The pain experience described so far is what happens in acute pain. Acute pain is short lasting (up to 3 months) and is your body’s normal response to tissue damage (sprains, surgery). When pain lasts longer than 3 months, it becomes persistent (or chronic).
Unlike acute pain, chronic pain is long lasting (more than 3 months). Chronic pain may begin after an injury but tissue injury is not the cause of ongoing pain. This is because tissue healing from injury is usually complete by 3 months. Chronic pain is less about tissue damage and more about having an highly sensitive pain alarm system.
Imagine…
The human body as a house and chronic pain as a smoke alarm that keeps going off. When the alarm turns on, your natural reaction is to look for a fire. If you search the house and do not find a fire time after time, you need to check the alarm itself. Maybe the settings are too sensitive and it picks up other activities in the house (e.g. footsteps). Like a smoke alarm that goes off with no fire, chronic pain is more about having a highly sensitive nervous system sending pain signals to the body than tissue damage.

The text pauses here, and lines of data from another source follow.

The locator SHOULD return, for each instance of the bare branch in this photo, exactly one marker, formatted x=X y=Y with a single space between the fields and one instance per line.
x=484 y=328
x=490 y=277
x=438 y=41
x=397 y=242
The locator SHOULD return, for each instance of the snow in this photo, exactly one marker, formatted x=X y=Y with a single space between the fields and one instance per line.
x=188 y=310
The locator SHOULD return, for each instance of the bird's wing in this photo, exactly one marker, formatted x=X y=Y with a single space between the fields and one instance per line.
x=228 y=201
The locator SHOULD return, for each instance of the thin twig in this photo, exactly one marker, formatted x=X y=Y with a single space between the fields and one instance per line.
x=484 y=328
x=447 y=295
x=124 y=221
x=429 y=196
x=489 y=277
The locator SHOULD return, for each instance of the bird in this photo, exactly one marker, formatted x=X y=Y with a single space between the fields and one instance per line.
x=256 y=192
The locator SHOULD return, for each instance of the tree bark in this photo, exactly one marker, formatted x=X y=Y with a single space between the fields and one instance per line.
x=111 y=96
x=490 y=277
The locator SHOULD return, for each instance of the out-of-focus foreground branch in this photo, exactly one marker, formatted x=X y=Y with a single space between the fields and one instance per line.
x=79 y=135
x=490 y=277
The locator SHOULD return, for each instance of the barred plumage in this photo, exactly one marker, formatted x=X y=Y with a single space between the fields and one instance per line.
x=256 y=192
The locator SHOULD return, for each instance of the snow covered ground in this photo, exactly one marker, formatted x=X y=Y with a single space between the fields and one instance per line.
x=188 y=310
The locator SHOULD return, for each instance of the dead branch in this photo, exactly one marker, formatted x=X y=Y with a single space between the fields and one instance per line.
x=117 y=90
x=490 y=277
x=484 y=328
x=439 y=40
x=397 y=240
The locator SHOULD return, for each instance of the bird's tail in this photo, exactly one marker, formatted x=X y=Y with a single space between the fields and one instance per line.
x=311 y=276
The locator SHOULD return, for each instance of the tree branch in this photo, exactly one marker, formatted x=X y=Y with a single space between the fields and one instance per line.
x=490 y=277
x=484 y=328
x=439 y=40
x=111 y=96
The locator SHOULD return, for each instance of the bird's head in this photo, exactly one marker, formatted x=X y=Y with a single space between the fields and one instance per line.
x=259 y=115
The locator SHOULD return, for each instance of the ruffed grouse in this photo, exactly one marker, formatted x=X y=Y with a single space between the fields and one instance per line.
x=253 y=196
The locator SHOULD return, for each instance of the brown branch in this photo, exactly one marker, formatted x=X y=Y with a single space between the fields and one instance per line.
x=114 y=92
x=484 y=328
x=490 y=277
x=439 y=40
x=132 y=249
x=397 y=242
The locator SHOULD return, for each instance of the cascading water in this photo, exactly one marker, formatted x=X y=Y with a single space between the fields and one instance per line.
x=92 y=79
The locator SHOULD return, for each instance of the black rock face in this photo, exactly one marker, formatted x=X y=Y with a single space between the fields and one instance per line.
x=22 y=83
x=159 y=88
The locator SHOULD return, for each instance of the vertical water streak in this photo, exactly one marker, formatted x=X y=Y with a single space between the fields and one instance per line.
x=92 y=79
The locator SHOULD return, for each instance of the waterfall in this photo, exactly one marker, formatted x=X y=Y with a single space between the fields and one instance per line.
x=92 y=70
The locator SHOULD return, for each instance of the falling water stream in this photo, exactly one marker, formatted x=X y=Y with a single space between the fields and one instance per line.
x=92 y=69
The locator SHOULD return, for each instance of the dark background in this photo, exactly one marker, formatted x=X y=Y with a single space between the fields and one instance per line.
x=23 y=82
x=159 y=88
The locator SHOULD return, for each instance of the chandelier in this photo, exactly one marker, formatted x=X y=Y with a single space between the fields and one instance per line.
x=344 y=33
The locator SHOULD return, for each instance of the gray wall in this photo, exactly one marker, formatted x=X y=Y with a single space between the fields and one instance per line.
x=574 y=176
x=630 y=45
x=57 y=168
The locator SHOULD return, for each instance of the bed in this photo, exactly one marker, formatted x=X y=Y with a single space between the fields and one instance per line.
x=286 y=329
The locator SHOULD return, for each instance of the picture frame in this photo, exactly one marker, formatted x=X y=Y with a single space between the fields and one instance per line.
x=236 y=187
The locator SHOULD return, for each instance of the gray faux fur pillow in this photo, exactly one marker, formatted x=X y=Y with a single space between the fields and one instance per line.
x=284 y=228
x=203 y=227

What is happening in the body?
Neuroplasticity is the ability of the brain to change over time. The pattern of connections between brain areas can become like a well worn path. Brain connections are like paths through fresh snow. When you use the same parts of your brain together, and they send messages back and forth the same way over and over, it is like creating a faster path. When you are starting a new strategy or doing something new to manage your pain, it will be like making a new path through the snow.
Neuroplasticity happens throughout your whole life, not just as children/teens. Anytime you learn or experience, or remember anything, you are changing the connections in your brain. Sometimes this is referred to as “what fires together, wires together” – the parts of the brain working together communicate more quickly over time.
It takes time to make new paths. Like walking through deep snow, it isn’t easy! Even when you lay down a new path, sometimes it “snows” and you need to go over it again. But, over time, you can make new connections and go down those pathways more easily and quickly. When a path is already there, when a brain area has already been connected to another area in a new way, then it becomes easier to use that pathway.
For example, if every time you have a burning or aching sensation, your thought is “ow! This is awful. I hate being in pain”, then that thought is connected strongly in your brain to the aching sensation. It is easy for your brain to follow that pathway. But if you start thinking a new thought, like, “this aching is uncomfortable but it isn’t dangerous” then over time that may become a more automatic thought pathway.